A television show gave Roth the clue he needed. In October 2002, he was watching a PBS show about caving in Mexico. The host had to don a breathing mask because the cavern’s air was full of hydrogen sulfide, which binds to mitochondria and impedes the body’s ability to use oxygen.

I don’t know much about medicine, and I’m not going to pretend that I do. This Mitochondria thing seems to be important though.

To Treat the Dead @ MSNBC talks about people having heart attacks, and questions what actually makes people die. They are looking at heart attack scenarios where someone is dead, but when they get to hospital they are pumped with oxygen and jolted back to life.

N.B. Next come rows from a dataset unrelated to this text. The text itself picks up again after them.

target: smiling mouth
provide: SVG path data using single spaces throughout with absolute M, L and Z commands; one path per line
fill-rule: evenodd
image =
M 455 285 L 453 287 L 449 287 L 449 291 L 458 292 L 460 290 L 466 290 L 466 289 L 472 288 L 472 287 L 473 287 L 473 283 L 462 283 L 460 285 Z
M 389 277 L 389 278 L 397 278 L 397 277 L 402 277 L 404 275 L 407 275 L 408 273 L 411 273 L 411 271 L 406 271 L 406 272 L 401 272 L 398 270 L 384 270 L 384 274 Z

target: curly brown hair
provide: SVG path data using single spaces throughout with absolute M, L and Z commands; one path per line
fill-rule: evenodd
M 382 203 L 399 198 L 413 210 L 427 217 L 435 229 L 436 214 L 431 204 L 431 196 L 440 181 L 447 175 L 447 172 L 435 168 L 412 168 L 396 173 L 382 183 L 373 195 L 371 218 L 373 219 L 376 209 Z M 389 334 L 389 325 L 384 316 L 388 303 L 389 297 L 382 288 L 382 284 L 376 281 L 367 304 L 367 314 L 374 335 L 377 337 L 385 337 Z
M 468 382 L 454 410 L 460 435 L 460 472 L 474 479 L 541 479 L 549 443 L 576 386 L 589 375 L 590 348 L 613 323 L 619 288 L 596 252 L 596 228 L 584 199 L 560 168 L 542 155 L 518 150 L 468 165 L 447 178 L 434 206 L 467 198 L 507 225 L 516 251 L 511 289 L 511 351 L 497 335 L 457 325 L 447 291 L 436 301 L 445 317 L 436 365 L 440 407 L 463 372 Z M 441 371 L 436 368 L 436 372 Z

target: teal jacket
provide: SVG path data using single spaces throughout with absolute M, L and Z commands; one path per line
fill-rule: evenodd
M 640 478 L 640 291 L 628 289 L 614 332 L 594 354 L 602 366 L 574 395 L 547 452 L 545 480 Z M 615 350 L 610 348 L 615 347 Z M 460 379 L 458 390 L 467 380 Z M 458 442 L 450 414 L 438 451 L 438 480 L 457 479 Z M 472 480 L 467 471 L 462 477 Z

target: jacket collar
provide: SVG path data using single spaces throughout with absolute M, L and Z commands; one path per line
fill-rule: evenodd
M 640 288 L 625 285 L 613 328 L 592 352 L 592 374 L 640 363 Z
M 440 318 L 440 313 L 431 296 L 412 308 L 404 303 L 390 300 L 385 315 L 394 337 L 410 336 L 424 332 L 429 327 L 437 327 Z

The new science of resuscitation is changing the way doctors think about heart attacks—and death itself. … The research takes them deep into the machinery of the cell, to the tiny membrane-enclosed structures known as mitochondria where cellular fuel is oxidized to provide energy. Mitochondria control the process known as apoptosis, the programmed death of abnormal cells that is the body’s primary defense against cancer. “It looks to us,” says Becker, “as if the cellular surveillance mechanism cannot tell the difference between a cancer cell and a cell being reperfused with oxygen. Something throws the switch that makes the cell die.”

With this realization came another: that standard emergency-room procedure has it exactly backward.

(Found this via JWZ Livejournal – Docs Change the Way They Think About Death)

So, the last article talks about cells only starting to die after an hour or so without oxygen. This in itself blows away some concepts I had about cell decay, but who really knows and is it consistent, or temperature related (e.g. heart attack in the hot sun)

It does make you wonder what we will think of current medical practices in 20 years. One of the comments on JWZ mentions the old practice of using leeches in medicine, which is now defunct. But at the time that would have seemed conventional wisdom.

It raises questions about what does dead mean?

If you can induce this hibernation state in people (like for card accidents, gun shots etc) what does that mean for the future of surviving injuries?